As anticipated, the San Francisco Arts Commission voted unanimously Monday to remove the “Early Days” statue from Civic Center’s Pioneer Monument, placing the century-plus old bronze figures in storage until a long-term decision about their fate can be made.
The decision caps off a six-month long debate, after some San Franciscans approached the commission in August 2017 to complain about the statue, which features a pious scene of a Spanish missionary helping a beaten Indian to his feet and pointing him toward heaven.
In February the city’s Historic Preservation Commission voted unanimously to recommend removing “Early Days” despite some commissioners expressing reservations about whether the sculpture has additional value as an expose of 19th century racism.
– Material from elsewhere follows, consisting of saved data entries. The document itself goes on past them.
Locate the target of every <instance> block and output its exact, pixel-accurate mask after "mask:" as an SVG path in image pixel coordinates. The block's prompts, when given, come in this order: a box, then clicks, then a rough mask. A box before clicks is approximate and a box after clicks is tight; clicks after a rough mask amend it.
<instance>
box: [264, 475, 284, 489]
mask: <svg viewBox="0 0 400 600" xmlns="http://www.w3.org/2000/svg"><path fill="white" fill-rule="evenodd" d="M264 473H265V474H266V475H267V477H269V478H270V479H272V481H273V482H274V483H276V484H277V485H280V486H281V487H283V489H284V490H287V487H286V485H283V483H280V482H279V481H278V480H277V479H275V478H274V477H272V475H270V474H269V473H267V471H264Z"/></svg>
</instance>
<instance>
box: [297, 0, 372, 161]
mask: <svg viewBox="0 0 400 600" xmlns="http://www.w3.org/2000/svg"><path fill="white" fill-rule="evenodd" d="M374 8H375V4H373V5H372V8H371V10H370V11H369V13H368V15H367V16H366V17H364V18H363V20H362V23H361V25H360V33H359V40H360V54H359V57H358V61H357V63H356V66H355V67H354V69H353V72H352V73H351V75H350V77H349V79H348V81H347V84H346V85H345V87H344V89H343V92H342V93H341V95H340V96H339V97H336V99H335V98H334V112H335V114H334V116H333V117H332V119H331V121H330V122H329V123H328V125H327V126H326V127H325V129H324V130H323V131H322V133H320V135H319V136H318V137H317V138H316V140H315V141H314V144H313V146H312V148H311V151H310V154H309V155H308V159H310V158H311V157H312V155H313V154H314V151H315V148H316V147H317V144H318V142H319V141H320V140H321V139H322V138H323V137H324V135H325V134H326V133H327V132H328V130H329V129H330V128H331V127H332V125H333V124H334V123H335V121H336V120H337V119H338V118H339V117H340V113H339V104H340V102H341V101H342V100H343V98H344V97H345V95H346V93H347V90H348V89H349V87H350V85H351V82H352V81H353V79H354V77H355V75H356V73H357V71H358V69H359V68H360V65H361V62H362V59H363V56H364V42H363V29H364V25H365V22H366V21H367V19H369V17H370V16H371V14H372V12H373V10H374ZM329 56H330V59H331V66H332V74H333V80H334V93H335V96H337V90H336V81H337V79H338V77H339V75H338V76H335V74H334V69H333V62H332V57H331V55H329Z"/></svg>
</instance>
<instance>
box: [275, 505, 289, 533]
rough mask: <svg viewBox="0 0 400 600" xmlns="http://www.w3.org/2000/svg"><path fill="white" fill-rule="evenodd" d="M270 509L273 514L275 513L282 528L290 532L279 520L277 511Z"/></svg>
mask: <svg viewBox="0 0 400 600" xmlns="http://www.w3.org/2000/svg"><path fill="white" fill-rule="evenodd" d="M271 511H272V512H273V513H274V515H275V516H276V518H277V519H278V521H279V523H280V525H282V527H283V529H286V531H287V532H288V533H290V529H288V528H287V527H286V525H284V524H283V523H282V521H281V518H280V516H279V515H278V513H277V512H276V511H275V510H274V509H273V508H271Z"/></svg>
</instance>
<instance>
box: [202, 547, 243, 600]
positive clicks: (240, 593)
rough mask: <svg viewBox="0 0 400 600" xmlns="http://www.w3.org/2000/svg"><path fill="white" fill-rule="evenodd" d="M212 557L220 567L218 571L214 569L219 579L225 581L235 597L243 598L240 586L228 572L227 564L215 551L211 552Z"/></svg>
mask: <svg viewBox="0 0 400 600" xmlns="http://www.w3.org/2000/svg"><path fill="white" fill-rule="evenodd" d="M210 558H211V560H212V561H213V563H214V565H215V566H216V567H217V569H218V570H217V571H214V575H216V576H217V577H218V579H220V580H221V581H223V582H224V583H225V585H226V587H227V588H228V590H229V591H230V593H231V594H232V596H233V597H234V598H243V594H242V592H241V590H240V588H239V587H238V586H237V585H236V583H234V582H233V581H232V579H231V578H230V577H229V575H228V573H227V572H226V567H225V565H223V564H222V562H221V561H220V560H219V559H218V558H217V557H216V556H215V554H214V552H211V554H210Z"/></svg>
Argument over the “Early Days” scene dates back decades and the city considered removing the figures once before, according to an Arts Commission report on the statue released in February:
The “Early Days” sculpture grouping has been a longstanding point of concern for the community. Extensive debate occurred […] in 1990‐1996 when the Pioneer Monument was relocated to its current site in order to make way for the construction of the New Main Library.
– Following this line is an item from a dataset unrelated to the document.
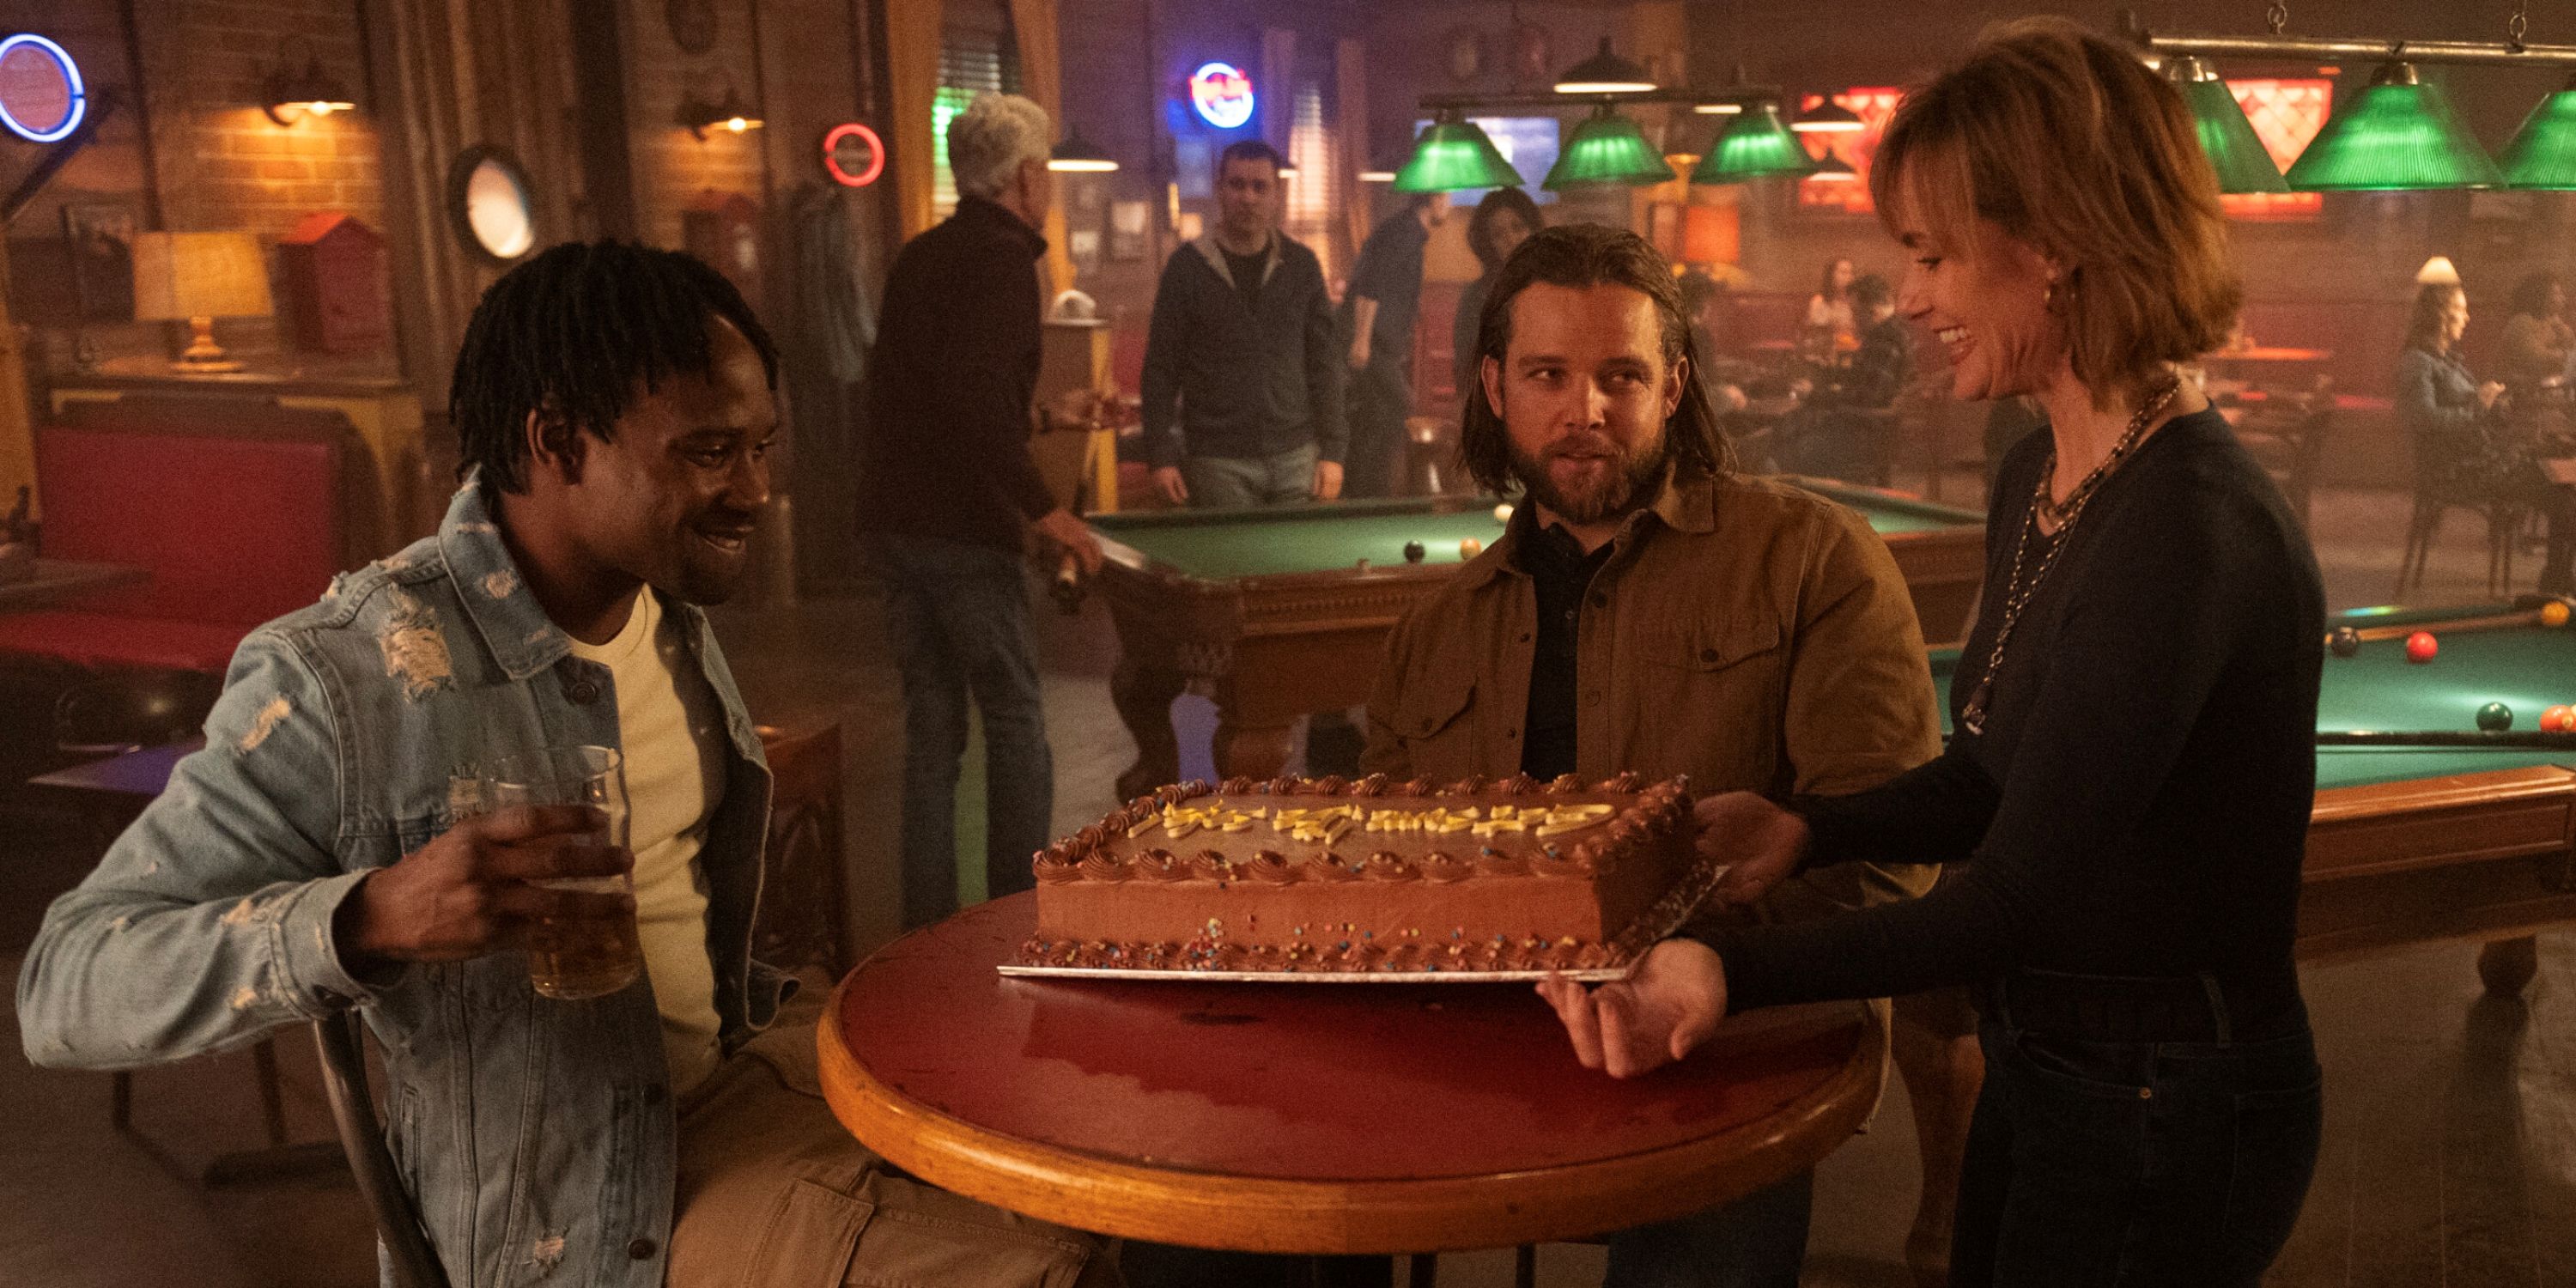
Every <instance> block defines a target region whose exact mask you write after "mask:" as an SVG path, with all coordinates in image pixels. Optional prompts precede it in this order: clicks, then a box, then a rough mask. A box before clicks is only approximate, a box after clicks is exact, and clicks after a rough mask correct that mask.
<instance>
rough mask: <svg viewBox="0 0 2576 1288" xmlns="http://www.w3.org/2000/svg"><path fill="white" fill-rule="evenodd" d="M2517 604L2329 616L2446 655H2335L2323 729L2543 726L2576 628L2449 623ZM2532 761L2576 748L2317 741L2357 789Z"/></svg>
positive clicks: (1952, 653) (2347, 781)
mask: <svg viewBox="0 0 2576 1288" xmlns="http://www.w3.org/2000/svg"><path fill="white" fill-rule="evenodd" d="M2509 611H2512V605H2501V603H2496V605H2476V608H2455V611H2421V608H2416V611H2391V608H2362V611H2352V613H2336V616H2331V618H2326V629H2329V631H2331V629H2334V626H2352V629H2372V626H2416V629H2424V631H2432V634H2434V639H2437V641H2439V644H2442V652H2439V654H2437V657H2434V659H2432V662H2424V665H2414V662H2406V641H2403V639H2372V641H2365V644H2362V652H2360V654H2354V657H2334V654H2331V652H2329V654H2326V675H2324V685H2321V690H2318V701H2316V726H2318V729H2388V732H2434V729H2439V732H2473V729H2478V708H2481V706H2486V703H2504V706H2509V708H2514V729H2540V714H2543V711H2548V708H2550V706H2558V703H2568V706H2576V629H2568V626H2558V629H2548V626H2517V629H2501V631H2458V634H2445V631H2442V623H2445V621H2468V618H2483V616H2494V613H2509ZM1955 670H1958V652H1955V649H1937V652H1935V654H1932V683H1935V685H1937V688H1940V698H1942V729H1945V732H1947V726H1950V677H1953V672H1955ZM2530 765H2571V768H2576V757H2571V755H2568V752H2545V750H2514V747H2499V750H2491V752H2488V750H2476V747H2318V750H2316V786H2318V788H2354V786H2372V783H2398V781H2409V778H2442V775H2452V773H2486V770H2514V768H2530Z"/></svg>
In August 2017, almost immediately following the events in Charlottesville, North Carolina surrounding the removal of a monument to Confederate general Robert E. Lee, the Arts Commission began receiving renewed requests from the public to remove the “Early Days” sculpture from the Pioneer Monument.
At the core of the repeated requests for removal is the allegorical sculpture’s depiction of the degradation and genocide of Native American peoples, utilizing visual stereotypes common at the turn of the twentieth century to depict all Native Americans which are now universally viewed as disrespectful, misleading, and racist.
The Arts Commission voted in October to begin considering removal; a series of unanimous votes since then means that the final days for “Early Days” are fast approaching.